Forty-five years have passed since India and Pakistan fought a regular war, not counting the bitter and bloody conflict on the icy heights of Kargil which stands on a separate footing by virtue of its geographical setting. Most of those who are crying for war in the wake of the attack on the Uri army base are people who are too young to know about the situation at that time. They will presumably be happy to hear that similar slogans were heard then too. Mercifully, the war cries of those days were not too shrill or too loud as news channels and Goswamis and social media and cyber sepoys were not around.

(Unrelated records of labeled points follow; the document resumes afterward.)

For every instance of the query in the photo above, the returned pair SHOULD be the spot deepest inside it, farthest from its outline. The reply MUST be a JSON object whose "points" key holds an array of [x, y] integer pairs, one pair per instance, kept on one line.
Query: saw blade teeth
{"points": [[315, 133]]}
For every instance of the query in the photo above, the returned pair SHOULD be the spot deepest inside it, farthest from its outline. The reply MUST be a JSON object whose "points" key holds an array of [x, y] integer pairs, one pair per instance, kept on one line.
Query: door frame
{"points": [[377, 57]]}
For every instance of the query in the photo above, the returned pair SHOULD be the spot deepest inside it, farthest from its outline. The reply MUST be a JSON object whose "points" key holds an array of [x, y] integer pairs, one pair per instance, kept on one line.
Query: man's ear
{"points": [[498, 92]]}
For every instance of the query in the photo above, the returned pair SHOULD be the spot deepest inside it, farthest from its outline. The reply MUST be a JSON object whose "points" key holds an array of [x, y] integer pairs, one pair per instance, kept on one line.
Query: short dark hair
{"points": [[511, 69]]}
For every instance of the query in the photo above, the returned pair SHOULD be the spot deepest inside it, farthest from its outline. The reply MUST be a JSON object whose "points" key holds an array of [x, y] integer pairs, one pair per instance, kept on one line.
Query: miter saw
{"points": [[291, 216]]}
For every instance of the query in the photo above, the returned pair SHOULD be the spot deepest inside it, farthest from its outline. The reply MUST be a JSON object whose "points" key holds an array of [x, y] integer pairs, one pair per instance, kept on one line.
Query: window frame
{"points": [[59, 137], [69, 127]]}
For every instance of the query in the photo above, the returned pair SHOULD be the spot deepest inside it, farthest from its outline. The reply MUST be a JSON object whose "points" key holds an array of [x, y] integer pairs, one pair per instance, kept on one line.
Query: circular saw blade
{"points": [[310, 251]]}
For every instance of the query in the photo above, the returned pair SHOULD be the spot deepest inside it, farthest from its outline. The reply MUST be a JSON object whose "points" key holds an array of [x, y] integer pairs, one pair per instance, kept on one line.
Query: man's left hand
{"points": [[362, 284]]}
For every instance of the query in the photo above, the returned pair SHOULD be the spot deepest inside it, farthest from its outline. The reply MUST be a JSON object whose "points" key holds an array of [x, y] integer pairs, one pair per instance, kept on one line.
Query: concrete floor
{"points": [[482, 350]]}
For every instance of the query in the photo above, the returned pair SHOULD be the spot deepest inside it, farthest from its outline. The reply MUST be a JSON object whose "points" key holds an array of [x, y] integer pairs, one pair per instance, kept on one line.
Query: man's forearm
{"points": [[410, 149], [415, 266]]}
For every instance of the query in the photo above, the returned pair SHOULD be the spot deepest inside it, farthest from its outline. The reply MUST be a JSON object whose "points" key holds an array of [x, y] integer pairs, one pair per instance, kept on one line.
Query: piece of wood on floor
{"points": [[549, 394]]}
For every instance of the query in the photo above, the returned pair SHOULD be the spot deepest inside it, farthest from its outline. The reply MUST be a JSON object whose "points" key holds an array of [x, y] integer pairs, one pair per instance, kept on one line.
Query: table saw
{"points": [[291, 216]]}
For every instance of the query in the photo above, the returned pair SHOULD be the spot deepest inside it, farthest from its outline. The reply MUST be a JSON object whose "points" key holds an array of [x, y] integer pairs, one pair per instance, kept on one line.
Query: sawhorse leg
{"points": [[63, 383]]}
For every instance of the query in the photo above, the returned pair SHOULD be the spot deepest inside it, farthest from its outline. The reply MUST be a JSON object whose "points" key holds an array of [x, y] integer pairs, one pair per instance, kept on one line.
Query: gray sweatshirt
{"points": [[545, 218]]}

The chain of developments that culminated in the war of December 1971 began at the beginning of that year with the elections held by Pakistan President Gen. Yahya Khan to transfer power to a civilian government yielding an unexpected verdict. Sheikh Mujibur Rahman’s Awami League secured a clear majority in the National Assembly by making a near-total sweep of the East wing seats. Pakistan People’s Party’s Zulfiqar Ali Bhutto was unwilling to concede the Prime Ministership to him and Yahya Khan lacked the courage to put national interests above the West wing’s.

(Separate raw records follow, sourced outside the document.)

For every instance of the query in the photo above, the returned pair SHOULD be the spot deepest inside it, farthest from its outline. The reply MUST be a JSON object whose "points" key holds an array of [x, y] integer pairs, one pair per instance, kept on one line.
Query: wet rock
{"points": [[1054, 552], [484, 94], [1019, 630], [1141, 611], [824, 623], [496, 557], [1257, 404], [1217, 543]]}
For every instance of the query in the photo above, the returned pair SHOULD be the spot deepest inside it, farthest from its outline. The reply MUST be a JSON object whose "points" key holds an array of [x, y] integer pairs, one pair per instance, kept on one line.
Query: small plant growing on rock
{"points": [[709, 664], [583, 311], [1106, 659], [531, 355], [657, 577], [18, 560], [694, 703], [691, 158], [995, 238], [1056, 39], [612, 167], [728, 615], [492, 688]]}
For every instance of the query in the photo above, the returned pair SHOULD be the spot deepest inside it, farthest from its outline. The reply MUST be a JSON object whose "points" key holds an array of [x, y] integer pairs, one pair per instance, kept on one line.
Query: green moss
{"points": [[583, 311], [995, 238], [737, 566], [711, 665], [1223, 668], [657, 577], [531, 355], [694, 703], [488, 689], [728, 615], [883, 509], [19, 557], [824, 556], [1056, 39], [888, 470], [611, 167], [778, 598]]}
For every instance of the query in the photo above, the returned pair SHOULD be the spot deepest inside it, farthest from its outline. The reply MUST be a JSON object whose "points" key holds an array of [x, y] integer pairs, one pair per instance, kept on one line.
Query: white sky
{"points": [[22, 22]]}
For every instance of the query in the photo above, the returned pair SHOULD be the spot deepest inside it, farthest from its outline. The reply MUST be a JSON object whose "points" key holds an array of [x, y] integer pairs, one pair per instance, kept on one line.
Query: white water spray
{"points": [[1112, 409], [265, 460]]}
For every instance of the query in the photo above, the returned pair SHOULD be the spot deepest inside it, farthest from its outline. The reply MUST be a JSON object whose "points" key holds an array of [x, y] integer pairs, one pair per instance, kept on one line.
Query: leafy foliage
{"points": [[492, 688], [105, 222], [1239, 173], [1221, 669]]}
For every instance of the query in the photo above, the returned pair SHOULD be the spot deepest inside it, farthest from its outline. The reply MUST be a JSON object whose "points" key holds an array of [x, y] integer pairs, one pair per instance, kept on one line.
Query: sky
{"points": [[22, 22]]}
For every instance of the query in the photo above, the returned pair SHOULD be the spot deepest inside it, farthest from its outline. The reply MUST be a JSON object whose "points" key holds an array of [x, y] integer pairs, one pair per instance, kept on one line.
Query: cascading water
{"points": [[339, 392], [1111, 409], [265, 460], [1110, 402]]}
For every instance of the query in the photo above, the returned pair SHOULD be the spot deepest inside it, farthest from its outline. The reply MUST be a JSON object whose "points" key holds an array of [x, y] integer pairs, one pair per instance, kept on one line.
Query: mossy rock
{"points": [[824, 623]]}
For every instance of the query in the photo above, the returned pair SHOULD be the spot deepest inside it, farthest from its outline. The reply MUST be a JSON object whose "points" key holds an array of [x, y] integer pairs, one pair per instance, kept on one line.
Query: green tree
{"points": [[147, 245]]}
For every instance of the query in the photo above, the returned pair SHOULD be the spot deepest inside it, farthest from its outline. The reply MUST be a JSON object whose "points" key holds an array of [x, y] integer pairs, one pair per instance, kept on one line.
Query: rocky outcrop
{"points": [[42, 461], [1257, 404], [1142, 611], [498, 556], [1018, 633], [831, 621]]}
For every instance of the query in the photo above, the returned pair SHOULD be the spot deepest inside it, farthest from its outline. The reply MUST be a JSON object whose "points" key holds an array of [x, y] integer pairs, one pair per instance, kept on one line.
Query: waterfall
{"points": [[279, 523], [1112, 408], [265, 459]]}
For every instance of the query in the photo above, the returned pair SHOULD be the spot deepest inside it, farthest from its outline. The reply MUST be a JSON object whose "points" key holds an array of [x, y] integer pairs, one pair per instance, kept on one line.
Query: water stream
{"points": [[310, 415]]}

Kashmiri dissidents dragged India into the developing imbroglio by hijacking an Indian Airlines plane on a Srinagar-Jammu flight to Lahore. The hijackers freed all aboard the plane unharmed. Later they blew it up. In retaliation, India denied Pakistani aircraft permission to overfly. As a result, Pakistani planes flying from one wing to the other had to go via Colombo. This severely limited Pakistan’s ability to send reinforcements to the East wing when the army crackdown of March 25 provoked a guerrilla campaign.